I some times like to look at "Messianic" or "Hebrew Name" versions of translations. I find that it is a decent proxy, for someone who doesn't read the original languages the scriptures are written in, to help me understand the true intent. For a variety of reasons, the English translations or transliterations sometimes obsure what was really going on.
You will sometimes hear people advancing the "he was a good teacher, but he wasn't God" argument. A decent rejoinder is the "trilemna". This argument is that either Jesus was who he said he was, or he was not. If he was not, he either believed it or he didn't. If he believed the he was the Son of God, but wasn't than he was crazy. If he didn't believe it, he was a liar. (This is sometimes summarized as "Lord, Liar, or Lunatic. We do love our alliteration.")
The point here is that the "good teacher" argument doesn't really work. If he wasn't God, the he was either lying or crazy and neither is a good foundation for "good teaching".
People will sometimes retort that Jesus never claimed he was God. To that, we should respond, then why did they kill him?

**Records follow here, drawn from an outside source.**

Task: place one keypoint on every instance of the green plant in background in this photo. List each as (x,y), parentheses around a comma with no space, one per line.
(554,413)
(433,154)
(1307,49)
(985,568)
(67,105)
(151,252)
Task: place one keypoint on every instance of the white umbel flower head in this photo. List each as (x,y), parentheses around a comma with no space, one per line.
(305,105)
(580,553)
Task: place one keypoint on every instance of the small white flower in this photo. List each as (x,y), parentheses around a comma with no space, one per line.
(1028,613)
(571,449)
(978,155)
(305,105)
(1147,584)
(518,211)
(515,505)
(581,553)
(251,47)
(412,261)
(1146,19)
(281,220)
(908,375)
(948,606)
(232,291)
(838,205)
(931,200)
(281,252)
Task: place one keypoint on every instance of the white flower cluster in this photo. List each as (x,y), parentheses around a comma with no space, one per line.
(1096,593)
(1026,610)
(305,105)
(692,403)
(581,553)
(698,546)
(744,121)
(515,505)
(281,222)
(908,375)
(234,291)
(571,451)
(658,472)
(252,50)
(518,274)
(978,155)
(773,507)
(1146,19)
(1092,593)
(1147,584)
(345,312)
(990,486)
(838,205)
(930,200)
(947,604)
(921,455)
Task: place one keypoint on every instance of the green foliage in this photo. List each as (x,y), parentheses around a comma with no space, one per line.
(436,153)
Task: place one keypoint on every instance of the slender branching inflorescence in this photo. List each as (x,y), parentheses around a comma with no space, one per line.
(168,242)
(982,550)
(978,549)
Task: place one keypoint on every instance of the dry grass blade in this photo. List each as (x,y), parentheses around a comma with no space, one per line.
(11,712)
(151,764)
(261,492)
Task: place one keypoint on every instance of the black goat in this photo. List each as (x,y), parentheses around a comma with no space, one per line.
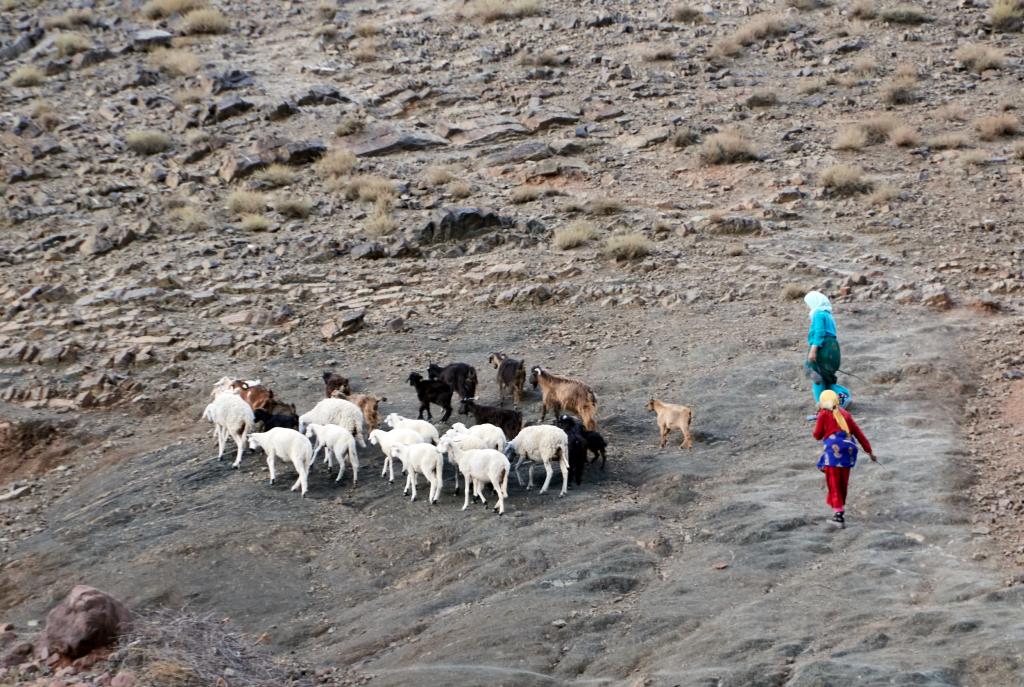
(595,442)
(431,391)
(459,376)
(510,422)
(511,377)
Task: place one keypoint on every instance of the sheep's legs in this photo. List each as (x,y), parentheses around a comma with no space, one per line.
(548,473)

The high priest clearly understood Jesus's answer here as a direct claim to deity. Jesus was clearly claiming to be God and that's why they killed him; regardless of the Roman reasoning, he was executed for blasphemy. In this case, he was claiming for himself the glory and honor of God. We should make no mistake here; if Jesus wasn't really God, then was certainly guilt of blasphemy. Since the high priest refused to accept his deity, he had no choice but to execute him.
Likewise, if we reject Jesus's claim to deity (which he made many times), we have no choice but to reject him outright. If we accept this claim though, we have no choice but to accept him with all of our being.